Battle for breakfast
Nissin entered the the battle for breakfast because it saw its affordability and convenience as an advantage, especially as inflation takes a toll on food prices.
After all, egg prices in February are 55% higher than they were last year despite declining in price in recent months. And other brands known for breakfast, like cereal makers Kellogg and Post Brands, increased prices last year.
“Breakfast has been this discussion point about how do you really leverage this moment in the consumer’s day to day,” Stanton said.
“It’s no longer a time of day where consumers sit down and have a full meal — that’s long gone.
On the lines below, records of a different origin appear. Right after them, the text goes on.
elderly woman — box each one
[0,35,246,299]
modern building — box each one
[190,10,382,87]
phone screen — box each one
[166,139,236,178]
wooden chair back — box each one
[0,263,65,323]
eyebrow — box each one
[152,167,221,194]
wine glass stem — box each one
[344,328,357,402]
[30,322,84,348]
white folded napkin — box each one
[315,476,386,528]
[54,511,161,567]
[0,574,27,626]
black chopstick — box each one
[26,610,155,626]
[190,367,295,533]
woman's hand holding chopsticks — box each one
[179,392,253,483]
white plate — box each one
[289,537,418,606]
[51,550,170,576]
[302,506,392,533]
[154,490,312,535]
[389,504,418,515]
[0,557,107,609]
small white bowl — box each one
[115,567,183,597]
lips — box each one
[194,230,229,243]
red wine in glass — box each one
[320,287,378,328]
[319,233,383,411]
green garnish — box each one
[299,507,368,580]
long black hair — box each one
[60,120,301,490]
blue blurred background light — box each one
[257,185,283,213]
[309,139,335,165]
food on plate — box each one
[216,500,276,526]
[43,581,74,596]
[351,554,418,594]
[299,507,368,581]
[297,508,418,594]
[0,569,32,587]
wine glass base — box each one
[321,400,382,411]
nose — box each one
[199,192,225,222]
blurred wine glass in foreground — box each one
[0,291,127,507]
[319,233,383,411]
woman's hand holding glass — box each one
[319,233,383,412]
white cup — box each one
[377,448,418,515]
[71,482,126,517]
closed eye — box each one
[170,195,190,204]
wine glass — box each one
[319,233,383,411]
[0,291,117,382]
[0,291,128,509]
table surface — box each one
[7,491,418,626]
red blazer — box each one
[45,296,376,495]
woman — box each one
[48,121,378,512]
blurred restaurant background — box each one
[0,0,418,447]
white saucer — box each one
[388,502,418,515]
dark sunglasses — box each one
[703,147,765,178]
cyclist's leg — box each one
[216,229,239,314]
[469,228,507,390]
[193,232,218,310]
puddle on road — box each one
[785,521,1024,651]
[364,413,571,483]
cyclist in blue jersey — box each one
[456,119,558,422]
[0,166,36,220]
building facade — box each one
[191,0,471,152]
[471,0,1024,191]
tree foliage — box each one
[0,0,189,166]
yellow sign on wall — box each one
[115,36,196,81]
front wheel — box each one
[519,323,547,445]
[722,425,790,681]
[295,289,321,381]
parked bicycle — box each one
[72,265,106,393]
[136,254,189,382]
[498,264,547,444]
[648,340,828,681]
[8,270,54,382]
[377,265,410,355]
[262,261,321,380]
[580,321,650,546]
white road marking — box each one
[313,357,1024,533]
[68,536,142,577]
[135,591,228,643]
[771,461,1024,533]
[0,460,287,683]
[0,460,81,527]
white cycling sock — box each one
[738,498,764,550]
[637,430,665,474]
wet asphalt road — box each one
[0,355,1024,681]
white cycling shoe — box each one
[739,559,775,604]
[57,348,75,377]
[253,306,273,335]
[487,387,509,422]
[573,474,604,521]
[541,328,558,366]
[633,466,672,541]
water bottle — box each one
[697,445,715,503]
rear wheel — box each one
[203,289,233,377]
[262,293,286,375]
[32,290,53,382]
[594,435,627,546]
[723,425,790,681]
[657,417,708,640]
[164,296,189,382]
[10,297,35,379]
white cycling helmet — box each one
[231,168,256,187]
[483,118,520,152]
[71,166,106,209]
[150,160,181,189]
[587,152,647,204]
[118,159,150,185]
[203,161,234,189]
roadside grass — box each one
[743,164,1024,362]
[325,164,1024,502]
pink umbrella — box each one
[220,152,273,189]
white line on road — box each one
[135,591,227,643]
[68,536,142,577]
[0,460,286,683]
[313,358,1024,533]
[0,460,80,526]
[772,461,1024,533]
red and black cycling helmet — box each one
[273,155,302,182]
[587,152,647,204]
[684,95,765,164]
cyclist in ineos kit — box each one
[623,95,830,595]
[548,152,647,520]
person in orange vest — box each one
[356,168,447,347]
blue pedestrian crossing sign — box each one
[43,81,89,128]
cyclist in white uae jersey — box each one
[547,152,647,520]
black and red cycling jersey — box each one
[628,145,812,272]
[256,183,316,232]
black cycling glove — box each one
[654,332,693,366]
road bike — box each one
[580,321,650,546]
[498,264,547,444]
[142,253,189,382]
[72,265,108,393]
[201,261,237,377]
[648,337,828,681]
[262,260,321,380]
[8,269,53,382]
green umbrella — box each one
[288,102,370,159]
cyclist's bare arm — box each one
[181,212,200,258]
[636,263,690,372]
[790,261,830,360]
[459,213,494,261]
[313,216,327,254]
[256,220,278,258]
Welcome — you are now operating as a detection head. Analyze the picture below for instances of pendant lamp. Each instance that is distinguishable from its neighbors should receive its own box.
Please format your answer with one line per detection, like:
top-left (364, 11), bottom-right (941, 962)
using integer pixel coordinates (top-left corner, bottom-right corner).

There are quick service restaurant options out there, but consumers are looking for more things from the grocery store and have readily available,” she said.
People between 18 to 34 years old are “considerably more likely than their older counterparts” to choose a more convenient breakfast, such as cereal or fast food, because it’s easier to eat during their morning hustle, according to Paige Leyden, Mintel’s associate director of foodservice, flavors and ingredients.
Covid-19 sparked a “sharp rise in the number of people having more formal ‘sit down’ breakfasts at home,” Saunders added. However, that has since faded as people returned to the office or even work from home where they “eat at their home desks to start the day,” he said.
Stanton added that the product’s $1.18 price makes it a “trifecta” of consumer wants: a flavorful product, convenience and value. “There aren’t as many options out that that deliver all three elements, so we compare ourselves to what other meals consumers can actually have access to and we’re such a bargain,” she said.
On the other hand, consumers might be turned off by floating pieces of sausage in their ramen.
Breakfast ramen is Cup Noodles’ second limited-time offering, following the sale of pumpkin spice ramen last fall. Stanton said that flavor sold “very well” for the 65-year-old company, showing that there’s “a lot of openness with our consumers” about wacky flavors.
“Part of the fun is getting people to have that conversation about whether something is going to be amazing or not,” she said. “The challenge for our consumers is to make decisions and to try to let us know what they think.”